Chronic IMR is a major cause of congestive heart failure after myocardial infarction. There is no surgical consensus regarding the definite determination of operability. Factors such as severity of MR, life expectancy and comorbidities must be factored in. Valve repair seems to benefit patients with the best preoperative function and least comorbidities (7). Mitral restrictive annuloplasty plus CABG are considered the best therapeutic strategies for chronic IMR even though adding valve surgery doubles operative death in patients with coronary artery disease (8). Age, congestive heart failure, severe LV dysfunction, preoperative intra-aortic balloon pump use and a high number of diseased coronary vessels, increases risk for in-hospital death (9). In these patients and in the absence of significant myocardial viability, the outcome is poor and surgery, whichever procedure is chosen, provides minimal benefit, if any.
Surgical intervention is indicated in clinically significant MS (valve area<1.5 cm²), for symptomatic patients in cases when valve anatomy is unfavourable for percutaneous balloon commissurotomy (PMC) or in the presence of contraindications such as left atrial thrombus. The onset of pulmonary hypertension is associated with a significant increase in surgical mortality, and surgery should be performed as early as possible irrespective of the presence of symptoms. Nevertheless, pulmonary artery pressure usually decreases significantly following valve surgery and seems related to a fall in left atrial pressure and reversal of the severe spastic pulmonary vasoconstriction that accompanies left atrial hypertension in certain patients (10). Although not an absolute contraindication for surgery, the presence of severe pulmonary hypertension, dilated right heart with right heart failure and tricuspid insufficiency are predictors of poor survival after surgery.

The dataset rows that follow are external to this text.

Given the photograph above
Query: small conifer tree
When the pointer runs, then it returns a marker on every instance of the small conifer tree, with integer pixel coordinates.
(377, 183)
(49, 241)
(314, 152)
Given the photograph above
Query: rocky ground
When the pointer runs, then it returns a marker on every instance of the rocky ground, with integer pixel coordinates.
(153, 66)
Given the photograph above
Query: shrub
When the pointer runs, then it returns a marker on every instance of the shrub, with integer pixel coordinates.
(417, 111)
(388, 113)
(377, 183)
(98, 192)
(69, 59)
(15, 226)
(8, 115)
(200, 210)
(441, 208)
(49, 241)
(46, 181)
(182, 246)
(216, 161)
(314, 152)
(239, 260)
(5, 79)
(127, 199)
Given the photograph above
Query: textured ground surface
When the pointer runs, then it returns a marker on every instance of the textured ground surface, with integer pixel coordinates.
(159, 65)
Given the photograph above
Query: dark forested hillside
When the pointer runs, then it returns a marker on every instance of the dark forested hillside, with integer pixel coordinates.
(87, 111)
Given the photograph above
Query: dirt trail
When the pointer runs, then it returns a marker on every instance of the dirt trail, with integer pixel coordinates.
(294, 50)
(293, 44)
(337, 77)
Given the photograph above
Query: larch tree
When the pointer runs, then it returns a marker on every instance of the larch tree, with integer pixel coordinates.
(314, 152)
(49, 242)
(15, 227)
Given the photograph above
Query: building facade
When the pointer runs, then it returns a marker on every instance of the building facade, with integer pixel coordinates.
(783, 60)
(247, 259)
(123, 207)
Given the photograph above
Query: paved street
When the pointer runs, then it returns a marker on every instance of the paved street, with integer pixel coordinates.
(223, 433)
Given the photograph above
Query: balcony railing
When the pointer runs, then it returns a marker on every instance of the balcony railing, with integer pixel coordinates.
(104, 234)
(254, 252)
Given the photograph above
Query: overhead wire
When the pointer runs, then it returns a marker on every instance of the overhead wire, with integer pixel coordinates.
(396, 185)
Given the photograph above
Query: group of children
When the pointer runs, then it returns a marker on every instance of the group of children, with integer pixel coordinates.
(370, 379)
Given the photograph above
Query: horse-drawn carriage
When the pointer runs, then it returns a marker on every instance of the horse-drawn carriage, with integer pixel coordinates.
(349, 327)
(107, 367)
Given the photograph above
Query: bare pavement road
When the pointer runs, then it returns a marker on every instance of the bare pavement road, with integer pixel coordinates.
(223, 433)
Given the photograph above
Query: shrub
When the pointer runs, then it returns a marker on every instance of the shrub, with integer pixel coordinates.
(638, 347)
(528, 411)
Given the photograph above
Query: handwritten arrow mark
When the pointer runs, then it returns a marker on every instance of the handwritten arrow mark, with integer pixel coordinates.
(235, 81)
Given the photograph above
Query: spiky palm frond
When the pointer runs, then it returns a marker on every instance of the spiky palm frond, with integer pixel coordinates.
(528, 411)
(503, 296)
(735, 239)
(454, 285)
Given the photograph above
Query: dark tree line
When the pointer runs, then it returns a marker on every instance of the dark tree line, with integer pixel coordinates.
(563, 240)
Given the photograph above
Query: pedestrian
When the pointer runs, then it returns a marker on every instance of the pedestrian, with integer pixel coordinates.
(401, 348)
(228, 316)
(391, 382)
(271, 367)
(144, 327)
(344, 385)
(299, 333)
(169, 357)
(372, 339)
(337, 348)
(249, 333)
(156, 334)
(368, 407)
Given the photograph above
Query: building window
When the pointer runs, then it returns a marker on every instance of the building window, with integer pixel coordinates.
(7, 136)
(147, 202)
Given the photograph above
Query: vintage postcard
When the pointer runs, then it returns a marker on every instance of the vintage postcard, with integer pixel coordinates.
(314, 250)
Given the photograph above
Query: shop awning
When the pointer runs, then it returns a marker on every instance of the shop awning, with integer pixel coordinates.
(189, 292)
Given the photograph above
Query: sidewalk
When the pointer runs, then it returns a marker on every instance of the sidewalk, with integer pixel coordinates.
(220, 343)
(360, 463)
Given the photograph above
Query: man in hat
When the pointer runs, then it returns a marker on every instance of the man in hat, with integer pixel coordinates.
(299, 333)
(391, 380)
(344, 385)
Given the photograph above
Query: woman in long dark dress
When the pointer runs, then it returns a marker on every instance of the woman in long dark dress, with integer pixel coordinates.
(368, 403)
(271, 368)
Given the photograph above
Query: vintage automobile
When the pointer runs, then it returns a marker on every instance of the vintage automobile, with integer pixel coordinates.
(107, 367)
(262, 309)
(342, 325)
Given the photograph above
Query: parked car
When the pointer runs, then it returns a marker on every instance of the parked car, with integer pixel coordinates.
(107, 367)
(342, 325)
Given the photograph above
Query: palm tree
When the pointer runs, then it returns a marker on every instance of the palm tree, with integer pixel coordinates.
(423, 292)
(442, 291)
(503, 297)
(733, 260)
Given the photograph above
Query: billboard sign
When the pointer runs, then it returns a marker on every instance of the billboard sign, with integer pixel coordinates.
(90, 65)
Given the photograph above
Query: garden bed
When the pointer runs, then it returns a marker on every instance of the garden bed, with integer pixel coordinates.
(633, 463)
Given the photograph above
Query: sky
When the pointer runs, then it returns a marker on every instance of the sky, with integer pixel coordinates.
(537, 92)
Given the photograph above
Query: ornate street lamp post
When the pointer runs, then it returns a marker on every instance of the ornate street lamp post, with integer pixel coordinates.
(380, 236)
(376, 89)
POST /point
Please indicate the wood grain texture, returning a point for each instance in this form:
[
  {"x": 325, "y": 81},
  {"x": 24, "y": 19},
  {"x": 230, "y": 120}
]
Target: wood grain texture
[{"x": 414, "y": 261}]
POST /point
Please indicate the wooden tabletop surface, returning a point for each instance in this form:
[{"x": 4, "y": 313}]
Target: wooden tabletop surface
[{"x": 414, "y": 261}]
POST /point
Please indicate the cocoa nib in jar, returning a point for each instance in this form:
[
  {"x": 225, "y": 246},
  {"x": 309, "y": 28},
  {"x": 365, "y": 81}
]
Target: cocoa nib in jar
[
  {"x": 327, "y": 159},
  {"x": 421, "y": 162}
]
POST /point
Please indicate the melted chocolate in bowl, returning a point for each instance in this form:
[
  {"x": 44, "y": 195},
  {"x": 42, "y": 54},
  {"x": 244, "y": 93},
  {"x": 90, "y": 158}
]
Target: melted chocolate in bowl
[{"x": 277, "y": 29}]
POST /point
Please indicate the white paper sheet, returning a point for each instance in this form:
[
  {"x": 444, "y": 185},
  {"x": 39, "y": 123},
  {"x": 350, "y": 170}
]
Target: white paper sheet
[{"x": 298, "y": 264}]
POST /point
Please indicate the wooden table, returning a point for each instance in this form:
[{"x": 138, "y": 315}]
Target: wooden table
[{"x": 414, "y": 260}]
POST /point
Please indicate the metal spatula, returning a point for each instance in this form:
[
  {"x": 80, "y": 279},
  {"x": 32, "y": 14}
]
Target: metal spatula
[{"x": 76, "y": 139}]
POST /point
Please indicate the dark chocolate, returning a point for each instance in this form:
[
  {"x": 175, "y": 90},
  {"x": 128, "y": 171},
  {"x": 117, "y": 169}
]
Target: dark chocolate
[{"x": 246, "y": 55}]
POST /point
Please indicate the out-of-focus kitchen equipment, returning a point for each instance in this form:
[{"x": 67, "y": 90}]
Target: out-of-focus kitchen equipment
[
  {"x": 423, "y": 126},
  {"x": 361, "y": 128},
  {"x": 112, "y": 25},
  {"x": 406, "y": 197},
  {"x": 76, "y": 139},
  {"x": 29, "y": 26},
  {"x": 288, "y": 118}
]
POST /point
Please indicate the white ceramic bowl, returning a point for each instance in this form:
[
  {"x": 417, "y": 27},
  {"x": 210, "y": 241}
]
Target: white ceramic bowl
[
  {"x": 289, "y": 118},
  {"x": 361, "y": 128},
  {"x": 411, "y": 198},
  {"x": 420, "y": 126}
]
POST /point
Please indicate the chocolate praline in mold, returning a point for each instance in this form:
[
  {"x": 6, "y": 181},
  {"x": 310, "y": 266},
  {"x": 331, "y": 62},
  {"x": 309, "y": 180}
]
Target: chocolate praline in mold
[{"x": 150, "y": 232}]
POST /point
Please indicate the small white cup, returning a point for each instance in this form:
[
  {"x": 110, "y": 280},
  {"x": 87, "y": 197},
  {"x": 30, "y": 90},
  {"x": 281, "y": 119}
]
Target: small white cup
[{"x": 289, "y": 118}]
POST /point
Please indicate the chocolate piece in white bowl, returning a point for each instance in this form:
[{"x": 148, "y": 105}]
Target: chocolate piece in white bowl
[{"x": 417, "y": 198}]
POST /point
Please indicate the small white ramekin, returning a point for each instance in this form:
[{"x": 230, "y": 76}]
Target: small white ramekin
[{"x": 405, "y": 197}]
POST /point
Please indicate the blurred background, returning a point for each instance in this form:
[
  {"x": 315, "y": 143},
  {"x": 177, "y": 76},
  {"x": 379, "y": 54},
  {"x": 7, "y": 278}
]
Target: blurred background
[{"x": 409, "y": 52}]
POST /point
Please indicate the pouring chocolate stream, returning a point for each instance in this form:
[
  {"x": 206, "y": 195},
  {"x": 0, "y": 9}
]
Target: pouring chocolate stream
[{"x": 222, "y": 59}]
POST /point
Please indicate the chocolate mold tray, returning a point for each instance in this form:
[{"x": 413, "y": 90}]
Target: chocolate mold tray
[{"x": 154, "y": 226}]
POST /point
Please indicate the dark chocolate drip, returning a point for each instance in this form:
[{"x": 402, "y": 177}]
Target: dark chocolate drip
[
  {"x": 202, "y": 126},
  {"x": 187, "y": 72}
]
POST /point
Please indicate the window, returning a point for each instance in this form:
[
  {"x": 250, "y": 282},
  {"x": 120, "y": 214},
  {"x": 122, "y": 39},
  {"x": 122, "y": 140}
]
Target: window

Technical considerations are limiting factors in patients requiring mitral valve surgery.
The use of video-assisted minimal access approach after previous cardiac surgery does not obviate the need for cardiopulmonary bypass but has shown lower than predicted mortality and strong patient satisfaction in reoperative mitral valve surgery (12). Transcatheter techniques for the mitral valve are in the early stages of development. Attempts to repair the valve by placing a suture between the leaflets to create a double orifice mitral valve by co-apting the central leaflet scallops (figure 1) have been evaluated by the Endovascular Valve Edge-to-Edge Repair Study (EVEREST) with an 85% acute procedural success (13). Annuloplasty based the principle of correction of leaflet coaptation by decreasing the size of the annulus has been performed with transcatheter techniques. Anatomical studies (14) have evaluated the procedure with devices introduced into the coronary sinus; this has been termed “indirect annuloplasty”. Experimental work has demonstrated the feasibility of transcatheter implantation of the mitral valve within an annuloplasty ring through a transatrial approach (15).
Figure 1. Cross section of the heart at the level of the atrioventricular valves. The blue line shows the site for implantation of coronary sinus devices. The yellow curve shows the site for clip placement - between the 2 leaflets.